Once in a while you come across an unusual sign that makes complete sense in context but looks odd regardless
Once in a while you come across an unusual sign that makes complete sense in context but looks odd regardless

From the Great Lakes east, the border is far less clean as is the relationship across the borders. Long before Canadians and Americans, the boundaries between the Bristish and French often looked quite difference. Nevertheless, people had established various loyalties and memories to the land and their places so no straight line would have been fathomable. There is a short line along the 45th parallel above New York and Vermont but that took awhile to establish because of surveying errors.

Anyway, looking at maps day in and out gets one thinking about the lines we draw between them and us. So inconsequential on the page, it can take days to get around them by bike.

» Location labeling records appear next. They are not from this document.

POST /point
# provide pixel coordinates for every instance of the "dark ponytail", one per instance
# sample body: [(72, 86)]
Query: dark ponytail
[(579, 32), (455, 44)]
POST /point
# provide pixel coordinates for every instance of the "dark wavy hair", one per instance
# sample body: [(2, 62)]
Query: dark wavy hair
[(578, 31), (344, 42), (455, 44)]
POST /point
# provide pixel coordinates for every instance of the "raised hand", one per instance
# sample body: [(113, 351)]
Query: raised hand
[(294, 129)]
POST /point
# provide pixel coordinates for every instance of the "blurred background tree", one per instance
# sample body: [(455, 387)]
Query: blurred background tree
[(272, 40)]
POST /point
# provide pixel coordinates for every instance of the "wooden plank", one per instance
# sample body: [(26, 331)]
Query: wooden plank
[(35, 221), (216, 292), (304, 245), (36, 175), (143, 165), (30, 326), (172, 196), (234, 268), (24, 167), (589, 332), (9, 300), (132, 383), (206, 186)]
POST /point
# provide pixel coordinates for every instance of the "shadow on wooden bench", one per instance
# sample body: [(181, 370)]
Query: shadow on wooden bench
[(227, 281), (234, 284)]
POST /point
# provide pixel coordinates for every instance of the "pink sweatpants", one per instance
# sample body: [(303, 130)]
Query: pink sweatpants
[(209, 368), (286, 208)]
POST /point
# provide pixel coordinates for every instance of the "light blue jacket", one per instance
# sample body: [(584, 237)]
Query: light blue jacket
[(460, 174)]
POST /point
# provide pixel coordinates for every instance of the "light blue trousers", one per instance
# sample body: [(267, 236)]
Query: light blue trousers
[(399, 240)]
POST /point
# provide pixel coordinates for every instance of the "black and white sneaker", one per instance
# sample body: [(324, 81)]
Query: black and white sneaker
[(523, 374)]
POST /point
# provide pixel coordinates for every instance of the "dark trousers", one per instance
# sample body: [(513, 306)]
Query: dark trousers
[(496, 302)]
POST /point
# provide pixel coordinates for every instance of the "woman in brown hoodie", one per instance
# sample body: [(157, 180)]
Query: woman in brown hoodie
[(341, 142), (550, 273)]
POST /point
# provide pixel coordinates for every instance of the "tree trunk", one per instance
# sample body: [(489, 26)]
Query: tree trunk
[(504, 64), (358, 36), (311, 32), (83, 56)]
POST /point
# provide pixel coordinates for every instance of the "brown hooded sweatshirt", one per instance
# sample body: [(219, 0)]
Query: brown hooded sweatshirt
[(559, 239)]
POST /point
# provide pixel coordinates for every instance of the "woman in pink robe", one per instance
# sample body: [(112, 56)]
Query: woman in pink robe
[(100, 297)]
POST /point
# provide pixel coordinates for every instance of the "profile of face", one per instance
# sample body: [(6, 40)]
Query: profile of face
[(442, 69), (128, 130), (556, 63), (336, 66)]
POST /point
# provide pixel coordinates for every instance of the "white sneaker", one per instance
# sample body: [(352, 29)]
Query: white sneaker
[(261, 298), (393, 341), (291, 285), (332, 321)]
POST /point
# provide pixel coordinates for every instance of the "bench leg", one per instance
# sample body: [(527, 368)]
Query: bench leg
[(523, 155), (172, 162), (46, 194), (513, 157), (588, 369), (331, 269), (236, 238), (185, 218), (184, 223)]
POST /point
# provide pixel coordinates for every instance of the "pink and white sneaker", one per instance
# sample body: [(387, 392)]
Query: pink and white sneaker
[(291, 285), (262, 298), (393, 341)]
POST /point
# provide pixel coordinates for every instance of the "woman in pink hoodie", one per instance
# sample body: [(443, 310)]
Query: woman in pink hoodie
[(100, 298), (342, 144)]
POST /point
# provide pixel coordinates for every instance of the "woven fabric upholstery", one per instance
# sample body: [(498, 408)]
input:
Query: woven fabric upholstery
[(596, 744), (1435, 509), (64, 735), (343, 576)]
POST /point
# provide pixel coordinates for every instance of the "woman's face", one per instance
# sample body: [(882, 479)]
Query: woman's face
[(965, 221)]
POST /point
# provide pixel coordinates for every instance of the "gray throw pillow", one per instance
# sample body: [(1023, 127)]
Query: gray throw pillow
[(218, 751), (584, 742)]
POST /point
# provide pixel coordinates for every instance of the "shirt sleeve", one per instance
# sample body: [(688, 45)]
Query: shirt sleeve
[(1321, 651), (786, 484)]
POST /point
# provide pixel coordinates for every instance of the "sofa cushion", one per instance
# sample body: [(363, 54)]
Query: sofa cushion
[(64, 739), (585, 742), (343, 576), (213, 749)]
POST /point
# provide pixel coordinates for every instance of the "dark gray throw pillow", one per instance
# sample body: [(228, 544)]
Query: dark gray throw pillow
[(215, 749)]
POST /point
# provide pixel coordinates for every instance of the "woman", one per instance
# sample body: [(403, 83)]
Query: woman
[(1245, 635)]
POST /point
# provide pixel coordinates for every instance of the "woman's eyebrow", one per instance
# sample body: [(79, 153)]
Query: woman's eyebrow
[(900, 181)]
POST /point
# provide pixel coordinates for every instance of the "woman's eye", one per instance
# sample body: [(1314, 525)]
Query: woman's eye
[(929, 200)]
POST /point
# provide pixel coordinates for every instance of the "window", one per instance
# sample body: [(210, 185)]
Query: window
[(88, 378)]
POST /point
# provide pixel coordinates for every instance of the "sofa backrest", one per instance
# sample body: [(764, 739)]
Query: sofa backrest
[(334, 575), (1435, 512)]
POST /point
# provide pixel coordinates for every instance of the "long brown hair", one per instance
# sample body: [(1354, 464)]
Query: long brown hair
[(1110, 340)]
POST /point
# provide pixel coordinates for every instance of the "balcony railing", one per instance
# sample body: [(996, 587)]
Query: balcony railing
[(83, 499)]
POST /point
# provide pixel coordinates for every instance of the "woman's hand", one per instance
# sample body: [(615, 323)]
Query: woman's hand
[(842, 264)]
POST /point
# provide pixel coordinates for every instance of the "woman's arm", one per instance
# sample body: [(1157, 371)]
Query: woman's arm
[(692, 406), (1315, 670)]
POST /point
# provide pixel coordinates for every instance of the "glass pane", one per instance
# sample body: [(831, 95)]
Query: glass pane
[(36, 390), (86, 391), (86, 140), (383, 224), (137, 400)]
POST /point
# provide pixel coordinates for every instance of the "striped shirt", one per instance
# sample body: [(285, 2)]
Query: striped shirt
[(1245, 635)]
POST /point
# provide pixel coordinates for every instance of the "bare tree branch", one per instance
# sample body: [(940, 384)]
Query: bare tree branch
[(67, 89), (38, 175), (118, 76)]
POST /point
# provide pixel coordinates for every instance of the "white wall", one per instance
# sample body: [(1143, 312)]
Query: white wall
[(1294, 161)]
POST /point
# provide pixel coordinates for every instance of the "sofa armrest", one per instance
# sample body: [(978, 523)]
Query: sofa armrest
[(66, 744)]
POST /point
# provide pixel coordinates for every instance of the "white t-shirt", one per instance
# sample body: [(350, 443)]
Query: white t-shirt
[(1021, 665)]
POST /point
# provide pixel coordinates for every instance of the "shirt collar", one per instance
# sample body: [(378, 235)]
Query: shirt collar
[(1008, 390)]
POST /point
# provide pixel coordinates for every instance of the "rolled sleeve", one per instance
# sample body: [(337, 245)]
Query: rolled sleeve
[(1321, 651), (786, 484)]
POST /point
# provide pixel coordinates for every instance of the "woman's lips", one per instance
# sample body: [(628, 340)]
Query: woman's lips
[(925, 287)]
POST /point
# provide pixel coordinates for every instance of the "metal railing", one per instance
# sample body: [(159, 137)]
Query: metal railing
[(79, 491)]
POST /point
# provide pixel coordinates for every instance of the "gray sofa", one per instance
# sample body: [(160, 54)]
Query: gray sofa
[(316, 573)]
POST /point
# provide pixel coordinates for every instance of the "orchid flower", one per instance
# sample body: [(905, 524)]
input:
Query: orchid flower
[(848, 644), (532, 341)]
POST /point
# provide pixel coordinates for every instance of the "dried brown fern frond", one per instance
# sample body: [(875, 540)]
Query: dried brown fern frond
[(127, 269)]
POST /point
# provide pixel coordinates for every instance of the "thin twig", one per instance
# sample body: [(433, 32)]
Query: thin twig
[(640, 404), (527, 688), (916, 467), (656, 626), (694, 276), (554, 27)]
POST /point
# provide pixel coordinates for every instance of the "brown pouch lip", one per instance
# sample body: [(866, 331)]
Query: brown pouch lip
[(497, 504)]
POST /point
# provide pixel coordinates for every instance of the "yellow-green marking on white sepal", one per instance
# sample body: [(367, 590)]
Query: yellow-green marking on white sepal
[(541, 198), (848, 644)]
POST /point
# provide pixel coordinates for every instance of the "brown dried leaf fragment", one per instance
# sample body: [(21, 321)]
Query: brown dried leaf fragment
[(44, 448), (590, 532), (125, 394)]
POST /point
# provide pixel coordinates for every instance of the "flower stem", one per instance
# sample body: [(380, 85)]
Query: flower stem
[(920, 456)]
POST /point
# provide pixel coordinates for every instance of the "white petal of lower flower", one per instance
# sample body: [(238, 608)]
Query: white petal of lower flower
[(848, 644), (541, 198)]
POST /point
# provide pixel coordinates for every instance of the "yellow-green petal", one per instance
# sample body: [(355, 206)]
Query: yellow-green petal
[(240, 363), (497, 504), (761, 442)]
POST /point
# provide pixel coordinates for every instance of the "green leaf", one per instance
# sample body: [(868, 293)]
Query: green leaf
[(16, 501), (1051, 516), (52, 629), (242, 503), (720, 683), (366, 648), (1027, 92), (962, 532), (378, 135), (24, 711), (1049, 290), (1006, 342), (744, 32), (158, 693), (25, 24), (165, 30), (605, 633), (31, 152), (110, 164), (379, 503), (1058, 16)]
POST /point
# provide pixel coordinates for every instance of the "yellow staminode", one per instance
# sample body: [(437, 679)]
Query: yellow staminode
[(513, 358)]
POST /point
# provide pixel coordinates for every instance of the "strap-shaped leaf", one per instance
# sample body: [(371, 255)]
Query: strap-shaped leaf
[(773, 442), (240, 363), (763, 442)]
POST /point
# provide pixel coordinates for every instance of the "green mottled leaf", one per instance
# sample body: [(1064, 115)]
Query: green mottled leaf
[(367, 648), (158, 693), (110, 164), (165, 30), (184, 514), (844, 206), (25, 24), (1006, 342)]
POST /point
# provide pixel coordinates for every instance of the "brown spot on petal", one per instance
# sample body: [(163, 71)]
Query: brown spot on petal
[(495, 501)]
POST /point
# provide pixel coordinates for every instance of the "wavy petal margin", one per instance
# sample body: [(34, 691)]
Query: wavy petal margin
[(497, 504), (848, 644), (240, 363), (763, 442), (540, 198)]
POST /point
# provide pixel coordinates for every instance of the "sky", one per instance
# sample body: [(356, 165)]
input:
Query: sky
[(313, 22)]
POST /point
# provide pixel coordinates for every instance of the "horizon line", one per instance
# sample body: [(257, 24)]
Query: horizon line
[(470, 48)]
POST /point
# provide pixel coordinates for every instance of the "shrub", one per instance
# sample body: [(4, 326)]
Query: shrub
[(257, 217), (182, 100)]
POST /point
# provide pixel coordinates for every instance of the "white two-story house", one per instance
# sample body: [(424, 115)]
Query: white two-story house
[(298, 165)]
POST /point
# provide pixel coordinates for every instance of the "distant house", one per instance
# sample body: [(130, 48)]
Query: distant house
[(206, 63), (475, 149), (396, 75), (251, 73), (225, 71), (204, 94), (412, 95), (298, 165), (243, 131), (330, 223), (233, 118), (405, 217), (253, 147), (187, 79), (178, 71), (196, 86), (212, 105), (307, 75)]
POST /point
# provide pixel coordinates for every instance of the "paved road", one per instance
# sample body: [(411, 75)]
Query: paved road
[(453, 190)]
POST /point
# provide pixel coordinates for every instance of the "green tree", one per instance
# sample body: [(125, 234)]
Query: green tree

Luscious marsh land along the St Lawrence
Luscious marsh land along the St Lawrence

Road Report: 156km
Hilly but good cycling continues along the 132. There’s a gorgeous bypass along the river starting at the provincial park outside Notre-Dame-du-Portage, an added bonus is avoiding the climb up the escarpment above the village. Out of Rivière-du-Loup the interprovincial trail is an excellent alternative to the highways heading to New Brunswick. Because it’s crushed gravel, it is a little soft on a loaded bike but you had more gentle inclines on the former railroad than the highway.

Bonus Points: 10 points if you can tell me what the reference to Ha! Ha! is. It is not St Louis of the Amusing Anecdote/Joke.